His long-time partner was the actor and playwright Cosmo Gordon-Lennox, and he counted amongst his friends both Oscar Wilde and Jean Cocteau. In his later years, he was part of a society set that revolved around the Duchess of Carracciolo at the Villa Olga in Dieppe, the center of a notable expatriate English community. Melvill’s tapered, elegant hands are a prominent feature in the portrait of him painted by Jacques-Emile Blanche.
The meaning of this extraordinary photograph remains, at present, obscure. Melvill’s face is partially covered, possibly by stiff, folded paper. Is he mimicking the act of photographing? Was this originally intended as a study of hands? Was the vain Melvill attempting to hide his aging face? Or is this a sly reference to Melvill’s work with the censorship bureau of British intelligence during the War?

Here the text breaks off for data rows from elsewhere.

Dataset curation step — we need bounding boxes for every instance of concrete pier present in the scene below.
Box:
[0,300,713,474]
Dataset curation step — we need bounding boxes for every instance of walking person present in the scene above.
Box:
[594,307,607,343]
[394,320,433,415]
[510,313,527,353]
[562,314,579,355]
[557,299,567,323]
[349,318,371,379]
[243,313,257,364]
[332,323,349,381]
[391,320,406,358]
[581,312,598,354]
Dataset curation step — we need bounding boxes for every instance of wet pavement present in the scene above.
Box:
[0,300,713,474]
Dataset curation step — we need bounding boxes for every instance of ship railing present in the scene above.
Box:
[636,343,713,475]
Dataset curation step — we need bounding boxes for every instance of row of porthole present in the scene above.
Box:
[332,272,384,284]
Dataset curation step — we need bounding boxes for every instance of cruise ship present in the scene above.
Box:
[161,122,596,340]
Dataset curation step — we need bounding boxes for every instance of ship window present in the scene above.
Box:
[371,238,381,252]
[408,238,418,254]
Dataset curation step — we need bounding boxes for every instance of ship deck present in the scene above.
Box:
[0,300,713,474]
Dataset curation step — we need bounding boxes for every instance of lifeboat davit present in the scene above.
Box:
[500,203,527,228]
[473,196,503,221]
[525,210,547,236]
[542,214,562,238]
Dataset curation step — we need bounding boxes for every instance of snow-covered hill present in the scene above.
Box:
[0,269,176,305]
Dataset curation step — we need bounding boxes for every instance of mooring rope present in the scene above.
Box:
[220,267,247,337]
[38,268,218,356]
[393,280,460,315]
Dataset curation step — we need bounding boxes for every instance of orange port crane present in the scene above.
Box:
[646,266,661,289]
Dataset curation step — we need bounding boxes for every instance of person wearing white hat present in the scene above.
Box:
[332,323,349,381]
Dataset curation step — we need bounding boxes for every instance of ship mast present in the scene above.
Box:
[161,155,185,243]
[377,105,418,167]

Another print of this image is owned by the Philadelphia Museum of Art, a gift of the photographer Carl Van Vechten in 1949; that print is inscribed on the reverse ‘Harry Melvill (friend of Oscar Wilde).’ At the time of this writing, two other prints are known: one sold at Sotheby’s Belgravia in 1978, originally from the collection of Richard Smart, a gift to him from Melvill; and one offered in Galerie Rudolf Kicken’s Katalog 6, possibly the Sotheby’s Belgravia print.